There is a very simple solution to this: by definition any pixel which has both white and gray neighbors is on your "red" edge, and gray and black neighbors is on the "green" edge. The lightest/darkest neighbors are returned by the maximum/minimum filters in skimage.filters.rank, and a binary combination of masks of pixels that have a lightest/darkest neighbor which is white/gray or gray/black respectively produce the edges.
Result:
A worked solution:
import numpy
import skimage.filters.rank
import skimage.morphology
import skimage.io
# convert image to a uint8 image which only has 0, 128 and 255 values
# the source png image provided has other levels in it so it needs to be thresholded - adjust the thresholding method for your data
img_raw = skimage.io.imread('jBD9j.png', as_grey=True)

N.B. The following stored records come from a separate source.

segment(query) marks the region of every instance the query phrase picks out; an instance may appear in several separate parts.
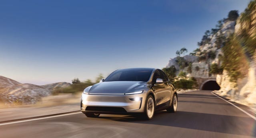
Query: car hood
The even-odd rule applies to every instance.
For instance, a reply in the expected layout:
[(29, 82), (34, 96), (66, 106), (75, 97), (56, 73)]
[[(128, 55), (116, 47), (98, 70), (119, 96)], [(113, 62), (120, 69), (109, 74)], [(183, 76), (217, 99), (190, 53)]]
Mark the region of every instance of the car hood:
[(146, 82), (116, 81), (105, 82), (94, 84), (89, 94), (123, 94), (143, 90)]

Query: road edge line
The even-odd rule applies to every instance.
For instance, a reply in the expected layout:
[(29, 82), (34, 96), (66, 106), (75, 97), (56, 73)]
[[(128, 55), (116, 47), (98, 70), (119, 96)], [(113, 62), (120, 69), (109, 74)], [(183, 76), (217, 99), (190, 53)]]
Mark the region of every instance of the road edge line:
[(244, 110), (244, 109), (241, 109), (241, 108), (238, 107), (237, 106), (235, 105), (233, 103), (228, 101), (225, 99), (224, 99), (221, 97), (220, 97), (218, 96), (217, 95), (216, 95), (216, 94), (213, 93), (212, 91), (211, 92), (211, 93), (212, 94), (213, 94), (214, 95), (217, 96), (217, 97), (220, 98), (220, 99), (225, 101), (226, 101), (228, 103), (230, 104), (230, 105), (234, 106), (234, 107), (236, 107), (236, 108), (237, 108), (238, 109), (240, 110), (240, 111), (241, 111), (244, 112), (244, 113), (245, 113), (248, 116), (249, 116), (249, 117), (251, 117), (251, 118), (252, 118), (253, 119), (254, 119), (254, 120), (255, 120), (255, 121), (256, 121), (256, 117), (255, 117), (254, 116), (252, 115), (251, 114), (250, 114), (249, 113), (248, 113), (248, 112), (246, 111), (245, 111)]
[[(48, 115), (48, 116), (48, 116), (48, 117), (36, 117), (35, 118), (31, 119), (26, 119), (26, 120), (21, 120), (21, 121), (15, 121), (14, 122), (8, 122), (0, 123), (0, 126), (4, 126), (4, 125), (7, 125), (7, 124), (13, 124), (18, 123), (20, 123), (20, 122), (23, 122), (34, 121), (36, 121), (36, 120), (42, 120), (42, 119), (49, 119), (49, 118), (54, 118), (54, 117), (62, 117), (62, 116), (66, 116), (66, 115), (74, 115), (74, 114), (76, 114), (81, 113), (82, 113), (82, 112), (77, 112), (77, 113), (76, 112), (76, 113), (62, 113), (62, 114), (61, 115)], [(40, 117), (40, 118), (38, 118), (38, 117)]]
[(184, 91), (184, 92), (182, 92), (182, 93), (178, 93), (178, 95), (179, 94), (182, 94), (182, 93), (185, 93), (187, 92), (190, 92), (190, 91), (198, 91), (198, 90), (192, 90), (192, 91)]

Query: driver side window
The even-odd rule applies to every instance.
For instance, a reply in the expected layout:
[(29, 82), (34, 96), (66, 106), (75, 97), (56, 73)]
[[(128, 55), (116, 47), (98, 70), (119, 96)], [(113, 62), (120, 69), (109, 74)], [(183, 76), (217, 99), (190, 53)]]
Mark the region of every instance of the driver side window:
[(159, 72), (158, 70), (156, 70), (154, 74), (154, 77), (153, 77), (152, 80), (153, 82), (156, 83), (156, 79), (158, 78), (160, 78), (160, 72)]

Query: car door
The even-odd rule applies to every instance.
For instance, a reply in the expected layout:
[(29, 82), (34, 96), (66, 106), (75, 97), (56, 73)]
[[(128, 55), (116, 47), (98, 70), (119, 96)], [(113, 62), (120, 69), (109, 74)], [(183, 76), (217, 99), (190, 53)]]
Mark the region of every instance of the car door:
[[(168, 106), (170, 104), (170, 89), (168, 80), (164, 77), (164, 74), (161, 70), (156, 70), (153, 77), (154, 87), (156, 98), (156, 109)], [(163, 80), (162, 83), (156, 83), (157, 78)], [(168, 88), (169, 87), (169, 89)], [(168, 98), (169, 96), (169, 98)]]
[(163, 89), (163, 93), (164, 93), (164, 98), (163, 98), (163, 103), (166, 103), (167, 106), (170, 105), (172, 99), (172, 95), (174, 91), (173, 87), (172, 86), (170, 81), (167, 77), (167, 76), (161, 70), (159, 70), (160, 72), (160, 76), (161, 78), (164, 78), (164, 88)]

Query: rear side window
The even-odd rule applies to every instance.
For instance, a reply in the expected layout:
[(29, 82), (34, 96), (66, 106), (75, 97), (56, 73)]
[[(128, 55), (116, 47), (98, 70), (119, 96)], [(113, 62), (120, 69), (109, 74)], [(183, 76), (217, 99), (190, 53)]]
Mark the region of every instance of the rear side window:
[(159, 70), (159, 71), (160, 72), (160, 76), (161, 77), (161, 78), (163, 79), (163, 81), (164, 82), (168, 81), (169, 79), (168, 79), (168, 77), (167, 77), (167, 76), (165, 74), (165, 73), (164, 73), (164, 72), (161, 70)]

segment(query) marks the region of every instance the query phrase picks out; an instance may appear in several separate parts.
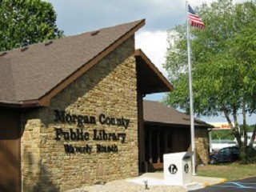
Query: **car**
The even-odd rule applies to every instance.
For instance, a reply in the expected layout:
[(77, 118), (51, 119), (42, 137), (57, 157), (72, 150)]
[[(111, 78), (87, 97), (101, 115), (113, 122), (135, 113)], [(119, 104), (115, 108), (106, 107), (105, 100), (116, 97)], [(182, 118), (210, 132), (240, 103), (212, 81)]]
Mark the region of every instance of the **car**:
[(239, 159), (239, 148), (237, 146), (224, 147), (210, 154), (210, 163), (234, 162)]

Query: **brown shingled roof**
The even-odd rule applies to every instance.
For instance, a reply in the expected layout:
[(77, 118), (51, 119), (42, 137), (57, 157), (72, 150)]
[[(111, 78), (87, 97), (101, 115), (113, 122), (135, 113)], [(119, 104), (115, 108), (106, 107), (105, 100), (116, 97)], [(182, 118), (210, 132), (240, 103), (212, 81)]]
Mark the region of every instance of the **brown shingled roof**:
[[(176, 126), (190, 126), (190, 117), (177, 110), (160, 102), (143, 101), (144, 122), (146, 123), (161, 123)], [(194, 119), (195, 127), (210, 128), (213, 126)]]
[(144, 24), (143, 19), (8, 51), (0, 56), (0, 103), (49, 102)]

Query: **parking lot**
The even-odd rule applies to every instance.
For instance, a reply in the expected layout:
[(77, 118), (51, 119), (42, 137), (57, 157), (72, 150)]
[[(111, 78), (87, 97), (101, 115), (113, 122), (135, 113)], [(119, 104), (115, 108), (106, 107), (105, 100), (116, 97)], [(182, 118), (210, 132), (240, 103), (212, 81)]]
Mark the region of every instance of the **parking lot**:
[(256, 191), (256, 177), (245, 178), (238, 181), (226, 182), (218, 185), (210, 186), (193, 191), (198, 192), (253, 192)]

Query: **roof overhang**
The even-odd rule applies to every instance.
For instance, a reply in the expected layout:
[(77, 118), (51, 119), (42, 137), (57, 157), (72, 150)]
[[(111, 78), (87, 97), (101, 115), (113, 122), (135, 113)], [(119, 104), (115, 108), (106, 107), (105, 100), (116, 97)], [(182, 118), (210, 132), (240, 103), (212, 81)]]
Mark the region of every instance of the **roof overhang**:
[(142, 50), (136, 50), (134, 56), (137, 66), (138, 90), (141, 94), (146, 94), (174, 90), (174, 86)]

img = numpy.zeros_like(img, dtype=numpy.uint8)
img[:,:] = 128
img[ img_raw < 0.25 ] = 0
img[ img_raw > 0.75 ] = 255
# define "next to" - this may be a square, diamond, etc
selem = skimage.morphology.disk(1)
# create masks for the two kinds of edges
black_gray_edges = (skimage.filters.rank.minimum(img, selem) == 0) & (skimage.filters.rank.maximum(img, selem) == 128)
gray_white_edges = (skimage.filters.rank.minimum(img, selem) == 128) & (skimage.filters.rank.maximum(img, selem) == 255)
# create a color image
img_result = numpy.dstack( [img,img,img] )
# assign colors to edge masks
img_result[ black_gray_edges, : ] = numpy.asarray( [ 0, 255, 0 ] )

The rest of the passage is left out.